Writing From Home: Why This Blog?
This blog was inspired by living through two disasters: Hurricane Harvey in August of 2017, and the COVID epidemic—still, of course, ongoing. Harvey destroyed my family’s house by Braes Bayou in Houston, TX. This coincided with our sons leaving home, and after a long and stressful period of dealing with moldy belongings, a ravaged property, an unusually understanding insurance agent, dozens of online forms that did not work properly, and a strange feeling of placelessness, my husband and I bought another house and began a period of empty nesting. That nest is now full. My grown sons (a teacher and a college student) were caught here during what we had always wished for--coinciding spring breaks. They—and their dogs--are still here; we mostly stay at—and work from-- home. Anyone who has entered a house turned upside-down by a few hours of floodwaters will wonder about their relation to domestic space. Anyone who has stayed at home for 100 days and counting, will wonder about the limits and privileges of confinement within the walls of home.
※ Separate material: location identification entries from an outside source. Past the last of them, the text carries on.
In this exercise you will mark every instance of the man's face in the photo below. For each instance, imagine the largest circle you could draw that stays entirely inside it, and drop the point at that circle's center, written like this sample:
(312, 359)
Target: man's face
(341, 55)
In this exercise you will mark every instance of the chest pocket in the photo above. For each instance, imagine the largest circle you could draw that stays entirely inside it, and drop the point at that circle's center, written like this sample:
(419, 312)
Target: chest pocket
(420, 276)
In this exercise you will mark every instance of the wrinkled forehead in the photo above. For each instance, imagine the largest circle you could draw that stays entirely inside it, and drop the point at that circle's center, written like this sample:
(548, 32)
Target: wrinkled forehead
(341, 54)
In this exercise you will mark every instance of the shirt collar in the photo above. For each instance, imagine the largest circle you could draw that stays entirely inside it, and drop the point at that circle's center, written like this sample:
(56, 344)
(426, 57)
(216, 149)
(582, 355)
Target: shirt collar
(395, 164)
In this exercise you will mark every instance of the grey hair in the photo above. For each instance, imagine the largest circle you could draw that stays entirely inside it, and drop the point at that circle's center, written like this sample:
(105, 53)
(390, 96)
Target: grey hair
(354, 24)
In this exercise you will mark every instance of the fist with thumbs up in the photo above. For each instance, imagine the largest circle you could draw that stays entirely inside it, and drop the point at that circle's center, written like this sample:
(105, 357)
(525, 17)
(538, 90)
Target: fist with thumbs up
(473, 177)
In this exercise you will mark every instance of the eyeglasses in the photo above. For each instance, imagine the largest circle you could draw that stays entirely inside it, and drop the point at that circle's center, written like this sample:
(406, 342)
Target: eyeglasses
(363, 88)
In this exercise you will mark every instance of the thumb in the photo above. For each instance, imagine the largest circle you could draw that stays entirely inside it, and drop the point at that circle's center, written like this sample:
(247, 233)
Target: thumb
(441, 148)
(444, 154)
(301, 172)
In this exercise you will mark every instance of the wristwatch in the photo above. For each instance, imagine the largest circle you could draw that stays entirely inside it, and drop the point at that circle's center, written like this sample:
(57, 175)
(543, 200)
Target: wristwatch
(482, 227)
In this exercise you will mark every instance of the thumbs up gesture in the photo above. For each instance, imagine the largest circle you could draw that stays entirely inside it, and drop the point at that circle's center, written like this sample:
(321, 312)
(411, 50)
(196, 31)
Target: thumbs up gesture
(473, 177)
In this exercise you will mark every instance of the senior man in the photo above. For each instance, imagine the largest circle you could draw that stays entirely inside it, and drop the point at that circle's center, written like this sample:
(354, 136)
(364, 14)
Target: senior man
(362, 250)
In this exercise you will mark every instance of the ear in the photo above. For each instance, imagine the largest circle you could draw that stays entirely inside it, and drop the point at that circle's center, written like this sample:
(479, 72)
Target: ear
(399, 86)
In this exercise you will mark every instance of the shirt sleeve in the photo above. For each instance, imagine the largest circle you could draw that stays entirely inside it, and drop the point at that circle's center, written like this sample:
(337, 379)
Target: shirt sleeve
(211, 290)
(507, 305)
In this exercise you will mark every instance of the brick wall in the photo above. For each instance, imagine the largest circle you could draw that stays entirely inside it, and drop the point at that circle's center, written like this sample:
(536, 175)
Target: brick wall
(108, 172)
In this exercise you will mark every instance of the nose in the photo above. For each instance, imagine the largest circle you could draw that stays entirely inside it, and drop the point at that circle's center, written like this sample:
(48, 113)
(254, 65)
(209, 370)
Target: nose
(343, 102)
I also had another, more professional interest in all things having to do with home. As a scholar and teacher of Victorian literature, I have been writing an academic book about the home as an ideal, and about how that ideal, which took shape in the nineteenth century, is still with us today. The book, as I envisioned it in 2014 would explore how homes—and particularly middle-class homes—came to be associated with safety, immunity from disease, and the exclusion of foreign elements. There is also a story to be told about the surprisingly recent association of home with women.
This blog is what happened to that academic book under the pressure of twin disasters. I like to think of this new version as a survivor of the floodwaters, the unhoming, and the exhaustion following Harvey. It is also a persistent companion to my extreme homing during the pandemic. Harvey and COVID profoundly changed my relationship to my work as I started writing shorter pieces meant for a broader audience—or sometimes for no audience at all.
As I hope to explore in the blog itself, both disasters, but perhaps especially COVID, also changed my relationship to time. My days during Texas’s stay-at-home order and afterwards, when my family decided to continue staying at home, grew simultaneously shorter and longer, as I struggled both with boredom and a sense of urgency. As the late summer evenings come to an end and the house darkens, I realize from looking at my Apple Watch that I have been busy all day. I rarely feel that I have accomplished anything. Shorter pieces fit better with the new rhythms of my life. My last book took 17 years to write, the one before that 5. I am no longer confident in a future for myself, for academic life, or, frankly, for the world, that relies on the postponement of expression and communication.
There is another, less exalted reason why I am writing shorter pieces. Harvey and COVID have also altered my ability to concentrate on long pieces: as I write this sentence, I am thinking not only of the words I am choosing, the shape of my syntax, or even of what I want to express, but also of the state of my house. I am thinking about the dog hair that is piling up on the stairs, caught like COVID itself in interior airflows, and I am resisting the gravitational pull of a messy kitchen. Home and its labors haunt every aspect of my work.
My new relation to writing is an exciting one. I have written an op-ed for the Houston Chronicle, and have contributed many times to the Rice Feminist Forum, a blog that invites contributions in response to timely prompts, from “The Woman Card” during the 2016 election, to “Hearing” during the Brett Kavanaugh confirmation, to “Social Distancing” (no explanation needed). I am learning to live with home in my writing, just as I am learning to write from home. Only a small part of me mourns the academic book that will likely never be written
This blog will offer pieces several times a week, some of them about Harvey and some about COVID. Some will be more polished than others. As with all bloggers I hope someone, somewhere will read what I have to say, but I look forward to the pleasures of the writing itself.